KO: Time is perhaps, as Einstein once averred, an illusion. And yet we experience it. We sense its passing and not just by numbers, but by what we truly sense. With each new wrinkle on the face, each new diminished ability, each child passing through years of development into adult bodies. So we pass the time, so to speak, regardless of whether we are intentionally doing it. But to live mindful of this is the challenge. And I am loath to use that term given the nauseating manner in which it has been twisted in order to justify each new demoralizing and diminishing assault by the lords of Capital on the working class. But this era demands a new kind of mindfulness, one which turns everything on its head.

I remember wandering through the catacombs of Paris several years ago and marveling at the ancient artistry of this underground necropolis. Here was a place built for the dead. A place not to be seen by the masses. Yet now the masses tromp through its’ dusty passages daily, snapping selfies and posting check-ins. Now many modern artists have made graffiti masterpieces in some of the unused tunnels. And so your mention of art and “the wound becomes the womb” made me think of this for some reason. And I think it is the association of art with death, because death, and its constant looming over all who are mortal, is the regisseur of artistic expression.

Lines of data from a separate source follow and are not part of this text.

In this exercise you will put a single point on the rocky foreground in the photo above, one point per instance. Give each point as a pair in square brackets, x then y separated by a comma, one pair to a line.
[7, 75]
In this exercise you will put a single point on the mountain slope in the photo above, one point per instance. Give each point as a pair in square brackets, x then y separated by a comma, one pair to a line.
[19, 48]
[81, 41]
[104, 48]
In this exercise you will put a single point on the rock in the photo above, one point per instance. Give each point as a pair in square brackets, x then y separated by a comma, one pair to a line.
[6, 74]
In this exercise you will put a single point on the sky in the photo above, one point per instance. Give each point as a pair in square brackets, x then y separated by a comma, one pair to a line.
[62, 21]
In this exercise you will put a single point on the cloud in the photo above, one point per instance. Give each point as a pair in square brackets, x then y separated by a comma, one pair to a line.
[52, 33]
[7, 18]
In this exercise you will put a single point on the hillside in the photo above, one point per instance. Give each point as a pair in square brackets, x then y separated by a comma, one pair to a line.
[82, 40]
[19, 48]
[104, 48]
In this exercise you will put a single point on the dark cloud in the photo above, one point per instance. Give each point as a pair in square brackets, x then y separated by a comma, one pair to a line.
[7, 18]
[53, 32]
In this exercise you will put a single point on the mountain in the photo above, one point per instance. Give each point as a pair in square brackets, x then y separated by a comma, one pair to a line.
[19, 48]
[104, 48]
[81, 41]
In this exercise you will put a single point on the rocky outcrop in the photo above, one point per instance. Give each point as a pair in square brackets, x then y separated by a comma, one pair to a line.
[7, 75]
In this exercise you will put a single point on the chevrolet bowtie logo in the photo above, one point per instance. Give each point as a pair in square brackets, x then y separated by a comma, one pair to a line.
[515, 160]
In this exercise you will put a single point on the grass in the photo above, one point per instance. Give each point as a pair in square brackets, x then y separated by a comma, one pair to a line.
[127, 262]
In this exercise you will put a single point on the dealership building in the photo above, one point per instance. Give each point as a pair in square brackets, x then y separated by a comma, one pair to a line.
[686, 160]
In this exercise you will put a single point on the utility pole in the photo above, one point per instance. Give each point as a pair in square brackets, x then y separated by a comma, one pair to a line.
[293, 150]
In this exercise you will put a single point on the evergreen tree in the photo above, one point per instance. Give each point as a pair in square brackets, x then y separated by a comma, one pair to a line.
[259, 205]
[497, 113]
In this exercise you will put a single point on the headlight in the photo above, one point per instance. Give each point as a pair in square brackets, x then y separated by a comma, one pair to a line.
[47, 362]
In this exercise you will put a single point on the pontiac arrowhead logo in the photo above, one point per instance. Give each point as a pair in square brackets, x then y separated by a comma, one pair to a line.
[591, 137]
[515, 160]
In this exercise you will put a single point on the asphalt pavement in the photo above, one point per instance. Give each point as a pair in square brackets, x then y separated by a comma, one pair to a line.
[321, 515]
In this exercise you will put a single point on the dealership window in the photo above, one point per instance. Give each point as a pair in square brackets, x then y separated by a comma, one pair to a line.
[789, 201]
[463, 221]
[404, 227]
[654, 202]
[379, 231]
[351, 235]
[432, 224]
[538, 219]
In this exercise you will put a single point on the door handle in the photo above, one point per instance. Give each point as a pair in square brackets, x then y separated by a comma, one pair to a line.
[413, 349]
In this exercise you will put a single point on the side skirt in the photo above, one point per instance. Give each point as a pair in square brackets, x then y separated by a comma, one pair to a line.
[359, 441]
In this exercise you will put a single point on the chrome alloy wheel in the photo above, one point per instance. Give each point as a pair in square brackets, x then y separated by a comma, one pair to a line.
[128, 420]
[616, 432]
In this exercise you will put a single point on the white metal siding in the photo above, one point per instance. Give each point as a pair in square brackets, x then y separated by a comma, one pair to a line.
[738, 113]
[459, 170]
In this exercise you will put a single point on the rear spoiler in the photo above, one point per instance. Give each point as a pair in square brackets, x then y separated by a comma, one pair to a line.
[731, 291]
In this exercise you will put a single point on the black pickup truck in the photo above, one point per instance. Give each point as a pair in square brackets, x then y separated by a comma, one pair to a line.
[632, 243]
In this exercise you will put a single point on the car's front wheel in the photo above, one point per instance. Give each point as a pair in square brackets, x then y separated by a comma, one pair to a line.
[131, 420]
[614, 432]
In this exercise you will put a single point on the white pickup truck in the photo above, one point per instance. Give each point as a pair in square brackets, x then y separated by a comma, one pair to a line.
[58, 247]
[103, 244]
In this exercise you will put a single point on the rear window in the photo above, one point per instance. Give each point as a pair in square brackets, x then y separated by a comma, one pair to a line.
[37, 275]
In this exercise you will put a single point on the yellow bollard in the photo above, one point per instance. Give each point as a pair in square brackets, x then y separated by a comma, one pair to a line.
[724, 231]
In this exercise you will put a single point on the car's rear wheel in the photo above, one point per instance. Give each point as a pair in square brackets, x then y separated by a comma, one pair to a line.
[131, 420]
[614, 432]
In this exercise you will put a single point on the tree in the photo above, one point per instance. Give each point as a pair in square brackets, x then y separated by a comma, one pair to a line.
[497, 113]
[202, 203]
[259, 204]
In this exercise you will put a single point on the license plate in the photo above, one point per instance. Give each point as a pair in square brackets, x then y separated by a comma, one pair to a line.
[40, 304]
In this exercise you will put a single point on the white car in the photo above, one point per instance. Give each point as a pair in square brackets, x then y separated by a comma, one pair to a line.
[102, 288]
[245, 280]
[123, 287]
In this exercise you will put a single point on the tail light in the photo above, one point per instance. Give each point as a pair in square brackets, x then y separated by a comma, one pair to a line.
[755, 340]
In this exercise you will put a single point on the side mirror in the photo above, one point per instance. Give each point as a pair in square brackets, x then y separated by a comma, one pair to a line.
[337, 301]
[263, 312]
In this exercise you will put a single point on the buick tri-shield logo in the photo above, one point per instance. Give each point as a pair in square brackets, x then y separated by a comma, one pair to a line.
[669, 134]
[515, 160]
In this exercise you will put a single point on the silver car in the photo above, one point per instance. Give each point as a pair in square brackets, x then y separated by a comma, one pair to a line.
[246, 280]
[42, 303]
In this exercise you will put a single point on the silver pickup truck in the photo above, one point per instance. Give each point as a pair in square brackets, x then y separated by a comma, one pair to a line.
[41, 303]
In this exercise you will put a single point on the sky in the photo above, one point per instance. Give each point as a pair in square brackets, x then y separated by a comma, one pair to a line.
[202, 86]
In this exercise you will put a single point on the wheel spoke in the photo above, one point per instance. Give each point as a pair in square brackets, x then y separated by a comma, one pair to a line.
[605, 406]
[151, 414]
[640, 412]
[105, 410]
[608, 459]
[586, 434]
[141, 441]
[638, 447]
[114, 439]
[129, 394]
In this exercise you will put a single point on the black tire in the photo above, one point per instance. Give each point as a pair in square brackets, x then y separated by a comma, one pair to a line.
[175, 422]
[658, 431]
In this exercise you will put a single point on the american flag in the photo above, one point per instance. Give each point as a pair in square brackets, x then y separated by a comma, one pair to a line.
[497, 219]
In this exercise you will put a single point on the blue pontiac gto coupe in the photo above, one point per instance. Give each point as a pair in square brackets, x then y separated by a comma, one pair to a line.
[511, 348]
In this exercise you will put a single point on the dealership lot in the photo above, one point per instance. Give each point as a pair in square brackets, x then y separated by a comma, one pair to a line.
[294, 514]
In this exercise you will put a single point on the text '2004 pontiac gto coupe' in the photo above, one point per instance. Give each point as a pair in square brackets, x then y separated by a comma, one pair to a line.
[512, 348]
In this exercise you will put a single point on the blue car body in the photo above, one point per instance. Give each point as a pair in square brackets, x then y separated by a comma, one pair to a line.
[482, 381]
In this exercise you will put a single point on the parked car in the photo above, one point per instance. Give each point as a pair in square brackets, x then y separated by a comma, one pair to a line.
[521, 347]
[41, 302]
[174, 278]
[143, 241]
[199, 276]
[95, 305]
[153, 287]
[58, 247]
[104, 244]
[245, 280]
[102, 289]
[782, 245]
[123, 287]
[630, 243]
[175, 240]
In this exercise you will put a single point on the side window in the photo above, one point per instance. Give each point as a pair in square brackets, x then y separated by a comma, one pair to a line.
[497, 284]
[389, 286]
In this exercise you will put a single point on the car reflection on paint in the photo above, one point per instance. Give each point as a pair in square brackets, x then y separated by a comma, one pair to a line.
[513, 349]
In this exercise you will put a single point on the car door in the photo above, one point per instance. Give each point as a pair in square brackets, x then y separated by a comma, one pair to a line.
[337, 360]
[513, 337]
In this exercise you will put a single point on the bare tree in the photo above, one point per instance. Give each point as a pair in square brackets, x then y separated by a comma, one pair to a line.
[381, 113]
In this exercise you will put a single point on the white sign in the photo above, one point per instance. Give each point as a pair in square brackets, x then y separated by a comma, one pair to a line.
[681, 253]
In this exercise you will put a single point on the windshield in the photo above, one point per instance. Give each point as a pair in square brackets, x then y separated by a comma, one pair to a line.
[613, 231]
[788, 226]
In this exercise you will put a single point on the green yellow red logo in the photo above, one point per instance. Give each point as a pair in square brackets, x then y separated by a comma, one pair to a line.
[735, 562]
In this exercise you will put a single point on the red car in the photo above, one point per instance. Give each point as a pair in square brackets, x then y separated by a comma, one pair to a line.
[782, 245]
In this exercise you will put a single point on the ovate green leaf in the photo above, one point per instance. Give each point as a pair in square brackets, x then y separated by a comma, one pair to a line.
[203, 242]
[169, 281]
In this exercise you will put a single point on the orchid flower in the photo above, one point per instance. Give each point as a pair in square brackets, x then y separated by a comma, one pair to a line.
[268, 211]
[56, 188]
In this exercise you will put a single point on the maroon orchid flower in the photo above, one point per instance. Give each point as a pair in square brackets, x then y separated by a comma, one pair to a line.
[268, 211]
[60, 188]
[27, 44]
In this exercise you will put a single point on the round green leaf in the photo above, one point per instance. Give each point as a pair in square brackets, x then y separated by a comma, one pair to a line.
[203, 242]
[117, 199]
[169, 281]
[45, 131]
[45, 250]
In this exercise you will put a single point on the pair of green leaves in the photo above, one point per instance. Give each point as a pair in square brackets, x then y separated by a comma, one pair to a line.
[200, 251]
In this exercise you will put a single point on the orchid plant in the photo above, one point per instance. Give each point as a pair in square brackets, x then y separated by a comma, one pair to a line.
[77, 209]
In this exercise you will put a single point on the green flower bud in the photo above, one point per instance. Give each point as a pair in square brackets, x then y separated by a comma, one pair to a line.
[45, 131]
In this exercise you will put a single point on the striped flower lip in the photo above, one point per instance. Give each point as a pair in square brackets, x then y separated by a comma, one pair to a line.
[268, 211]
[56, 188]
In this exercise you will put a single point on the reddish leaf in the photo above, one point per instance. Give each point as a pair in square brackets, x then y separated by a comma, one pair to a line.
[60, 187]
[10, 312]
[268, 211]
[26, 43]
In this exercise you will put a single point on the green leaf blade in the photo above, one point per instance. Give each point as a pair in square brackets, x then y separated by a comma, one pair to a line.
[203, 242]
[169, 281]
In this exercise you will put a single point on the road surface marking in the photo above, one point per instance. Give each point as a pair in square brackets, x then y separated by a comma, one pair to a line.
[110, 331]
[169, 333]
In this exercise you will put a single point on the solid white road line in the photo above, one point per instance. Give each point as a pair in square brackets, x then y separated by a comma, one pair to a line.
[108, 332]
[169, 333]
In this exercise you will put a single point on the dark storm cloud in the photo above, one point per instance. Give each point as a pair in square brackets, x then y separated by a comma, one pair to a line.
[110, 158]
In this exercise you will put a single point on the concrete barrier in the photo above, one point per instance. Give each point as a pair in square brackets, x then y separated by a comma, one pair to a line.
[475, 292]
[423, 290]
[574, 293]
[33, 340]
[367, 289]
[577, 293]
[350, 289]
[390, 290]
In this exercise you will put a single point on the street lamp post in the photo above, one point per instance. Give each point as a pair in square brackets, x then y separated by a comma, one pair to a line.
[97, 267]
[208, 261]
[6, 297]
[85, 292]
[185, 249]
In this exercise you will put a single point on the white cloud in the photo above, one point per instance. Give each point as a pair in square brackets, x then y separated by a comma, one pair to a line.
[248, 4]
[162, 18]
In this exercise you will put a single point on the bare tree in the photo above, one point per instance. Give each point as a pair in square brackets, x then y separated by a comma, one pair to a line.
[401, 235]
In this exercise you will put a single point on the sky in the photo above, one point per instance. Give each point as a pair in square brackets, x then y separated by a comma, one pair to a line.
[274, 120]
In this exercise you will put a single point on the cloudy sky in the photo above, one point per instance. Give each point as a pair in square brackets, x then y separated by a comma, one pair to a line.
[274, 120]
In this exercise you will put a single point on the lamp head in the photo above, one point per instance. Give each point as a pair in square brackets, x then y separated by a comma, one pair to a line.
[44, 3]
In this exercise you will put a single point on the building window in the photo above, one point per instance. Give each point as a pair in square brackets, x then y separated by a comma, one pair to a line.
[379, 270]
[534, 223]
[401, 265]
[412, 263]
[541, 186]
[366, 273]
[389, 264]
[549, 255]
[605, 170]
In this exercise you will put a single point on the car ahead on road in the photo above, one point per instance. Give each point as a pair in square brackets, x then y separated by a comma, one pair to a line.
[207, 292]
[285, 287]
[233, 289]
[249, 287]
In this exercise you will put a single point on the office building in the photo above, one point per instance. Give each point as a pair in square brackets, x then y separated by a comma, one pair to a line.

Modern graffiti art in the Catacombs of Paris

The Redemption in this age must come, as it always has, from radical artists, poets, writers, mystics and philosophers, because they are the most radically dangerous to the order itself. Their resistance to conformity, racism, militarism, the commodification of nature, and blind, rapacious consumerism, presents the greatest challenge to a hegemony which cannot expunge the reality of its destructive nature. It can no longer hide the carnage. As Yemen endures carpet bombing and a manufactured famine and Kashmir and Gaza resist an engineered genocide, refugees flee their homelands in Syria, Honduras and Myanmar, as countless species succumb to habitat loss and pollution, and as the Bahamas lie in ruins from climate changed, angry skies and rainforests in the Amazon, Angola and Australia unnaturally burn to ash, we are all witness to the trajectory of unfettered capitalist, militarism, and industrial exploits. Indigenous peoples on every continent face the brunt of this, of course. But we are all indigenous to this besieged earth. We are born of its loam and kin to every breathing species that crawls, slithers, burrows in it or that flies above it.

So at this eon’s end, as you say, I think we are called to bear witness as we traverse its bitter, blood drenched killing fields. But also to tread with care and with arms locked in solidarity with others who have been cast off, devalued by the imaginary calculus of capital. Those on the margins of empire. Those disappeared or assigned annihilation because of the imaginary borders in which they live, or their dearth of societal status or material wealth, or whom they spend their lives with and love, or their caste, gender, skin pigment, religious affiliations or individual peculiarities. And to reignite a reverence and kinship with the myriad of species outside our own. Those that have been commodified and reduced to barcodes.

To be lost with the lost. I think this is our species last, best hope for redemption.

 

Title artwork for this piece is a colourized version of the Flammarion wood engraving. The artist is unknown but it became popular after it appeared in Camille Flammarion’s book L’atmosphère: météorologie populaire (“The Atmosphere: Popular Meteorology”) in 1888. It is often associated with both the scientific and mystical or mythic quests for wisdom and knowledge.